Don’t overlook November and December, says Lou Nimkoff, president of the Orlando Regional Realtor Association in Florida. While the time between major winter holidays may seem like a period when people wouldn’t want to buy a house, Nimkoff says homebuyers get just as excited to put in an offer on a house as they do to buy gifts during the holiday season.
As much as people are ready to buy rather than shop around for holiday gifts, he says, “The same holds true for (home)buyers with all the craziness that we go through in November and December with the Black Friday sales.”
Expecting zero interest on certain days. Whether it’s a holiday where you normally have a family gathering or a snow day when the kids are home from school, don’t be put off if you get a request to show the house on a day you may consider inconvenient.
“There are people out there that will sometimes want to see your property on Thanksgiving or on Christmas Eve,” Straley says, stressing that the majority of these serious buyers are moving to the area from another state or country and likely have little time to make a decision. That means your home is on their short list, and you don’t want to miss your window of opportunity.
If you’re trying to sell your home in the winter, consider having another family member host the festivities, or at least have a backup plan to make yourself scarce, like going out to a holiday movie or traversing the neighborhood to check out holiday lights. The same goes for days when you’re home due to bad weather conditions. Serious buyers may take the opportunity to look at houses once roads have been plowed, so be ready to head out of the house for a couple hours if need be.

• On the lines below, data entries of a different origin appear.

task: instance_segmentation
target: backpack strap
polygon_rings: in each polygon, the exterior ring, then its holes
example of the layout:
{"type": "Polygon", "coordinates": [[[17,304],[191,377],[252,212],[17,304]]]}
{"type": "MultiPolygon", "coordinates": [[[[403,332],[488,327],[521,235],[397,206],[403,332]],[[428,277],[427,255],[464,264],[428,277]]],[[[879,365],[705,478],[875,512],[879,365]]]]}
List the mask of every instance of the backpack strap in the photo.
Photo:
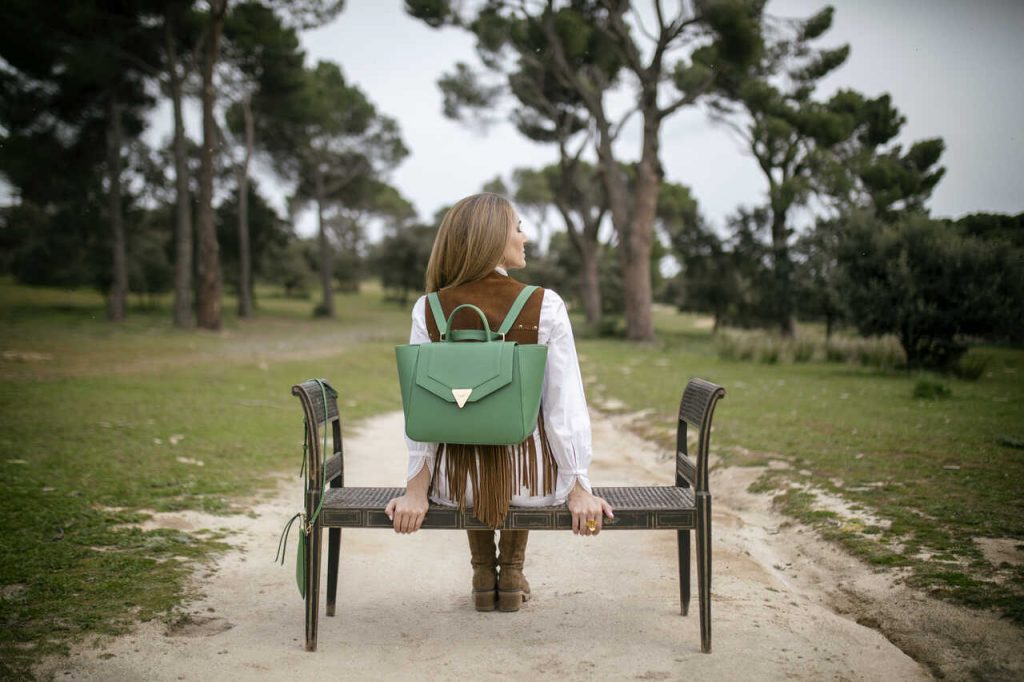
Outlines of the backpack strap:
{"type": "Polygon", "coordinates": [[[505,320],[498,327],[497,334],[508,334],[508,331],[512,329],[512,324],[519,317],[519,313],[523,311],[523,306],[526,305],[526,301],[533,295],[533,292],[537,291],[537,286],[531,285],[523,287],[523,290],[519,292],[519,296],[516,297],[512,307],[508,309],[508,315],[505,316],[505,320]]]}
{"type": "Polygon", "coordinates": [[[444,310],[441,309],[441,299],[438,298],[436,291],[427,294],[427,302],[430,303],[430,312],[434,314],[434,324],[437,325],[439,338],[443,337],[448,331],[448,321],[445,319],[444,310]]]}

The share of homes on the market throughout the U.S. that have to undergo a price reduction is climbing, according to real estate information company Trulia. In a reportreleased in October, 17.2 percent of all properties on the market in August underwent a price reduction.
To avoid becoming part of the nearly one-fifth of home sellers forced to lower their asking price, make sure you understand the current market and realistically approach pricing your home. Work with your real estate agent and look at the sale price of similar homes that have recently sold – not the asking price of those listed – to see how you can compete with what’s on the
Not preparing your home for guests. If your house is on the market, you should always have it ready for a tour – and in the winter, that may require extra preparation. You may have less control over how the grass or trees look in the winter, but you can ensure a safe passage to your front door.
“The last thing you want is for someone to walk up your driveway and slip and fall,” Nimkoff says.
Prepare before you get a forecast calling for any snow or icy conditions, and keep rock salt or ice-melt pellets of some sort on hand to ensure you can keep the sidewalk, driveway and porch or patio slip-resistant. Inside, keep your entryway or mudroom clear of wet boots, coats, hats and gloves.